JAKARTA — Pelemahan rupiah kian dalam pekan ini dengan tembusnya level psikologis baru di hadapan dolar AS. Berdasarkan data Bloomberg, rupiah ditutup di posisi Rp17.763 per dolar AS pada perdagangan Rabu (2/9/2026), terperosok 19 poin dari perdagangan sebelumnya.
Analis Pasar Uang Ibrahim Assuaibi menilai faktor eksternal menjadi biang kerok utama. Menyeruaknya konflik antara militer AS dan Iran di kawasan Teluk membuat harga minyak mentah dunia melonjak, menekan mata uang negara-negara berkembang termasuk Indonesia.
"Militer AS dan Iran saling serang menyebabkan konflik semakin meluas. Sehingga berimbas pada naiknya harga minyak mentah dunia," ujar Ibrahim dalam analisisnya, Rabu (2/9/2026).

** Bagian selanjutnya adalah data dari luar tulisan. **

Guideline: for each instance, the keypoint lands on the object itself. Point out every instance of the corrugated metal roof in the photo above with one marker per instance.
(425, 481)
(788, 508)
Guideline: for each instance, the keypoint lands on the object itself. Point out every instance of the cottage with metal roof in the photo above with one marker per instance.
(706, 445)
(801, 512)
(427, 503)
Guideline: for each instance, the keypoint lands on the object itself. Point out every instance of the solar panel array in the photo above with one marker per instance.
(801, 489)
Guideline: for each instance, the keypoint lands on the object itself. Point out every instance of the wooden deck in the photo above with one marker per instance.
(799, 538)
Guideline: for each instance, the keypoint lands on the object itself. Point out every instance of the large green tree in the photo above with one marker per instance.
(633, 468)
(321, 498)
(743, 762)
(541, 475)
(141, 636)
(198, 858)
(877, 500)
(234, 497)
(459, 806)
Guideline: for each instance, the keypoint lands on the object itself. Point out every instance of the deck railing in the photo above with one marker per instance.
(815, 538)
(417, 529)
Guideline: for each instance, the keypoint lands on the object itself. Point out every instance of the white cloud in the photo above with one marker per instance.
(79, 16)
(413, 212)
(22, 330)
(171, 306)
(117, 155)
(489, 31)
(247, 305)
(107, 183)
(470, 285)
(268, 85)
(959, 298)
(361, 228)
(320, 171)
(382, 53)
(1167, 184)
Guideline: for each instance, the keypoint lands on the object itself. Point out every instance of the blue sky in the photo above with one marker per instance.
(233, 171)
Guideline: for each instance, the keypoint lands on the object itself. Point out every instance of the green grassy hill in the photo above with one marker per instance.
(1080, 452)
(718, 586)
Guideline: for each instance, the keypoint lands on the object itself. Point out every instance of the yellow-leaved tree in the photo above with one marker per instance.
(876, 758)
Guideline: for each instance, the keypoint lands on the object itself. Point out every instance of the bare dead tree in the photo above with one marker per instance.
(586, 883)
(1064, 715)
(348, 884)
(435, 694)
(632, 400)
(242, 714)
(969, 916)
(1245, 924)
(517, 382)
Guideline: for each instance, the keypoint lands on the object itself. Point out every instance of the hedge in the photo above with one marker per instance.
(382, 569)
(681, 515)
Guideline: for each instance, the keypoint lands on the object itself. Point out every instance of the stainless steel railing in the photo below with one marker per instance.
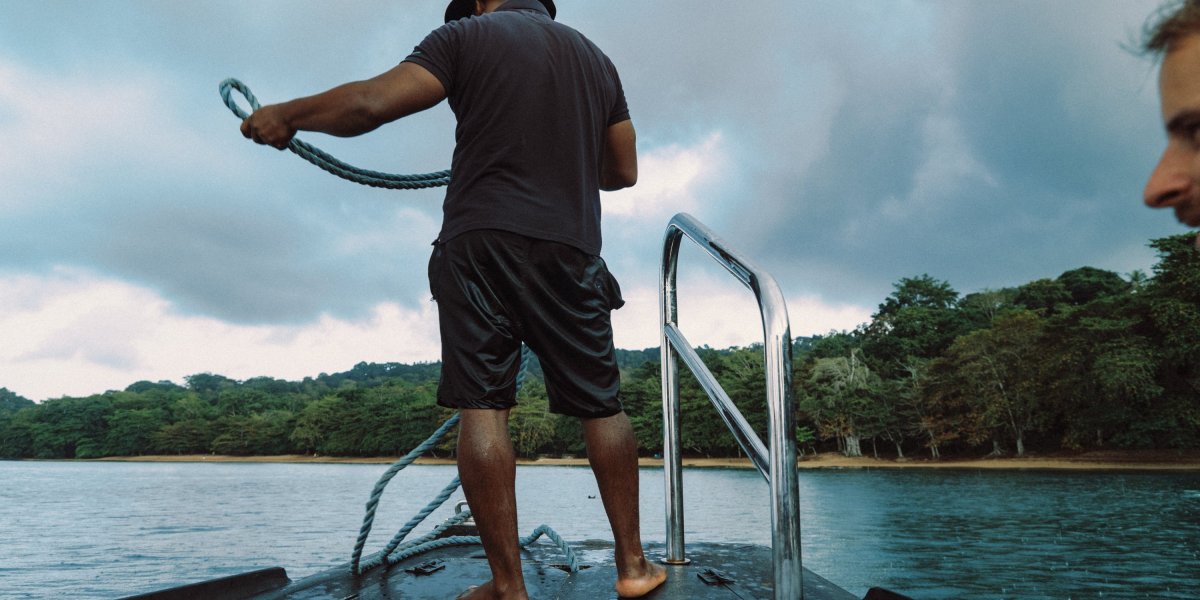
(777, 461)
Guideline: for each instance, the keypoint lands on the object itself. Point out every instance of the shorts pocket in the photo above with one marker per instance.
(435, 269)
(609, 287)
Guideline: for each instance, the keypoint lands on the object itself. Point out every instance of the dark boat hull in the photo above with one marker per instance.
(730, 571)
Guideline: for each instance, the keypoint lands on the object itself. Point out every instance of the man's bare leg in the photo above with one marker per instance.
(487, 469)
(612, 453)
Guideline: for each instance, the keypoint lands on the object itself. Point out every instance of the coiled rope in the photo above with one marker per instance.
(327, 162)
(395, 551)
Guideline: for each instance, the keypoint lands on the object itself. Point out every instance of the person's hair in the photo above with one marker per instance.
(1169, 25)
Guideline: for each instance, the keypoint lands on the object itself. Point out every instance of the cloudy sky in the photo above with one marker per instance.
(840, 144)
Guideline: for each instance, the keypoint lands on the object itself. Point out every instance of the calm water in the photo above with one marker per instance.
(108, 529)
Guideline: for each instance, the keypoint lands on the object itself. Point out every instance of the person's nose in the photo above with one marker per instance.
(1170, 180)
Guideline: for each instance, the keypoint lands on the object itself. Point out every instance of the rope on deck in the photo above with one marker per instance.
(387, 556)
(329, 163)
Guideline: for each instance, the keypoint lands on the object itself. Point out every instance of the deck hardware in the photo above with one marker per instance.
(427, 568)
(714, 577)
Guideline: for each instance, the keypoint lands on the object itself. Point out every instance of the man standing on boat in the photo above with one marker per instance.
(543, 126)
(1175, 183)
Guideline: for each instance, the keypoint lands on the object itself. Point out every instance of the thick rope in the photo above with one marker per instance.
(573, 562)
(357, 564)
(321, 159)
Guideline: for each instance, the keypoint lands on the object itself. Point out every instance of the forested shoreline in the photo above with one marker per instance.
(1087, 360)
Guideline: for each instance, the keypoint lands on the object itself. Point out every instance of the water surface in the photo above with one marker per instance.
(97, 529)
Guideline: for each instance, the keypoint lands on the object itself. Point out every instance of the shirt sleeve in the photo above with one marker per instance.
(619, 111)
(437, 53)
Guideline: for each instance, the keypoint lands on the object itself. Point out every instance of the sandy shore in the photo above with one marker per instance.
(1097, 461)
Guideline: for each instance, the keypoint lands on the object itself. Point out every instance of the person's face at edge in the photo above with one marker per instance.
(1175, 181)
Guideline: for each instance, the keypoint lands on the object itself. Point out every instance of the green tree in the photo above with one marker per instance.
(131, 431)
(839, 397)
(919, 319)
(1001, 365)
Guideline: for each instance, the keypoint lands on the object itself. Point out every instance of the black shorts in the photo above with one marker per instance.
(496, 289)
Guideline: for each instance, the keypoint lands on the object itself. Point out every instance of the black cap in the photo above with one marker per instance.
(462, 9)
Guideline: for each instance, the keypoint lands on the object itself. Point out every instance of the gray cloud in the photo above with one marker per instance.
(983, 143)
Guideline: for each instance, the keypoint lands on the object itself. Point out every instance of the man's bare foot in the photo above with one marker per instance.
(489, 592)
(641, 582)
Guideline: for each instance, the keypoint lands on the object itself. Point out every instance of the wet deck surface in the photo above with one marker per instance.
(745, 570)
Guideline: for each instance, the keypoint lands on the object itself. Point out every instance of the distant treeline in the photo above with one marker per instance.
(1087, 360)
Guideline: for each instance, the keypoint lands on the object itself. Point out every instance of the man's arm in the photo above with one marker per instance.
(618, 169)
(349, 109)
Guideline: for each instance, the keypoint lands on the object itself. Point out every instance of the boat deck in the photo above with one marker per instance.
(717, 571)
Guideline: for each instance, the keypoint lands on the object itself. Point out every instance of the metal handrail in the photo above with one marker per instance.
(777, 461)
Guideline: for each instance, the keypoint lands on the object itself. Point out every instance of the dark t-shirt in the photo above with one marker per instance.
(533, 99)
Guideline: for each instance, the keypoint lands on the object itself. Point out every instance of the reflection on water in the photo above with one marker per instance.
(107, 529)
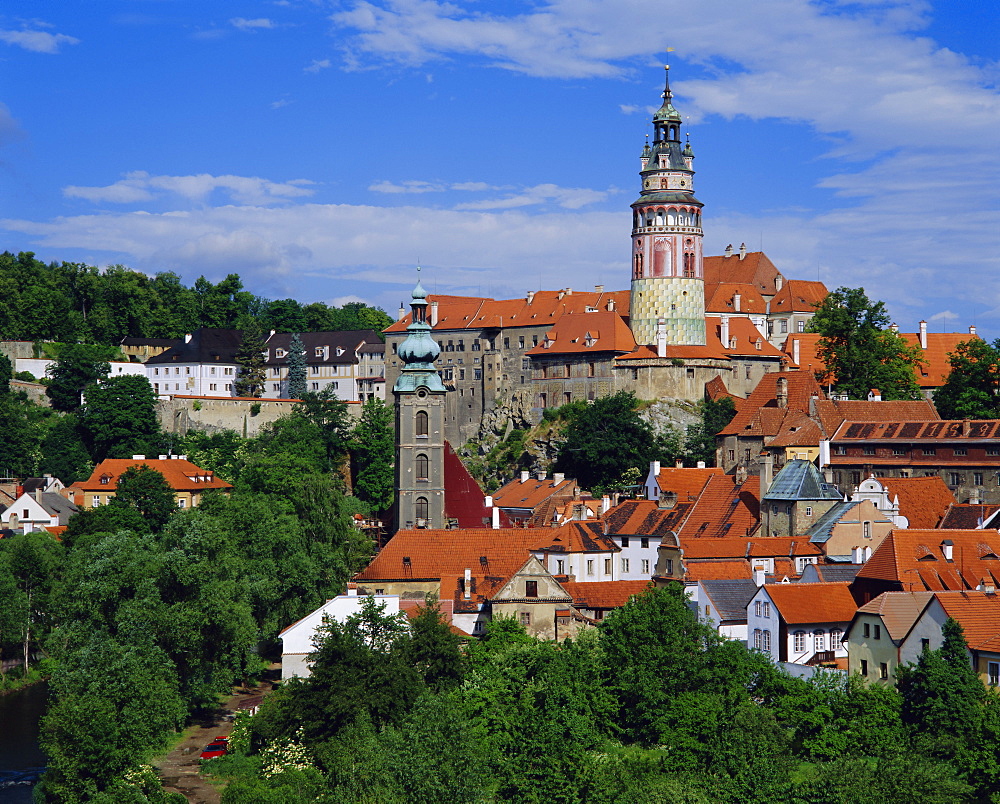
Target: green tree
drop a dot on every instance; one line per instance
(296, 368)
(146, 491)
(859, 351)
(119, 418)
(972, 389)
(250, 361)
(604, 440)
(373, 449)
(79, 366)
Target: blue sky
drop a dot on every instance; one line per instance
(320, 149)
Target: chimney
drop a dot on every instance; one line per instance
(766, 473)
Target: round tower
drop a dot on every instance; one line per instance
(668, 278)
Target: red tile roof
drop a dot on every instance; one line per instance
(755, 268)
(180, 475)
(915, 559)
(922, 500)
(801, 603)
(588, 333)
(603, 594)
(798, 296)
(721, 299)
(545, 307)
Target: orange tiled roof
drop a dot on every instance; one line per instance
(801, 603)
(965, 516)
(574, 537)
(979, 615)
(531, 492)
(545, 307)
(922, 500)
(716, 569)
(721, 299)
(588, 333)
(915, 559)
(724, 509)
(798, 296)
(760, 414)
(180, 475)
(755, 269)
(603, 594)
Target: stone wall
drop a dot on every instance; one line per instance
(178, 414)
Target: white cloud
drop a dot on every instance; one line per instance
(316, 65)
(252, 25)
(37, 41)
(140, 186)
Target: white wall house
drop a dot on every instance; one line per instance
(297, 639)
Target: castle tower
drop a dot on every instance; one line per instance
(668, 278)
(420, 403)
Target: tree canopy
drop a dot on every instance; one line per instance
(858, 349)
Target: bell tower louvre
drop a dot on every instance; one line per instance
(668, 278)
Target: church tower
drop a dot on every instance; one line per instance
(420, 404)
(668, 278)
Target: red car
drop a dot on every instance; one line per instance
(217, 748)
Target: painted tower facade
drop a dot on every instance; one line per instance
(668, 278)
(420, 405)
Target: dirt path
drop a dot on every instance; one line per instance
(180, 769)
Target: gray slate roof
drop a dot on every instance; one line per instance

Spekulasi The Fed Kembali Panas
Tekanan eksternal tak berhenti di situ. Pasar kini berspekulasi bahwa Federal Reserve (The Fed) akan kembali menaikkan suku bunga acuan pada pertemuan 15-16 September 2026. Perangkat CME FedWatch Tool menunjukkan probabilitas kenaikan suku bunga bulan ini mencapai 65 persen, melonjak dari 40 persen pada pekan lalu.
Sentimen itu menguat setelah Gubernur The Fed Michael Barr mengingatkan perlunya sikap agresif. "Barr mengingatkan, jika inflasi tidak segera melambat, saatnya untuk menaikkan suku bunga," kata Ibrahim menirukan pernyataan pejabat bank sentral AS tersebut.
Retorika hawkish Ketua The Fed Kevin Warsh dalam Simposium Jackson Hole ikut memanaskan ekspektasi pasar terhadap kebijakan moneter yang lebih ketat.
Inflasi Domestik Mulai Menanjak
Dari dalam negeri, Badan Pusat Statistik (BPS) mencatat inflasi umum pada Agustus 2026 sebesar 0,21 persen secara bulanan. Angka ini berbalik dari deflasi 0,14 persen pada Juni lalu, seiring melonjaknya harga komoditas pangan.
Secara tahunan, inflasi tercatat 3,19 persen, meningkat dari 2,88 persen pada bulan sebelumnya. Kenaikan harga pangan ini dinilai bakal menggerus daya beli masyarakat kelas menengah ke bawah yang paling rentan terhadap fluktuasi harga kebutuhan pokok.
Proyeksi Bank Indonesia untuk 2027
Di tengah tekanan nilai tukar, Gubernur Bank Indonesia yang baru dilantik, Destry Damayanti, telah memaparkan proyeksi ekonomi makro untuk tahun depan. Pertumbuhan Produk Domestik Bruto (PDB) Indonesia pada 2027 diperkirakan berada di kisaran 5,2 hingga 6 persen.
Adapun untuk nilai tukar rupiah, BI memproyeksikan berkisar di level Rp17.300 hingga Rp17.800 per dolar AS. Target ini selaras dengan upaya bank sentral menjaga inflasi tetap berada dalam sasaran 2,5 persen plus minus 1 persen.
Faktor penopang berasal dari surplus neraca perdagangan Juli yang melampaui ekspektasi, ditopang kinerja ekspor yang masih solid di tengah gejolak ekonomi global.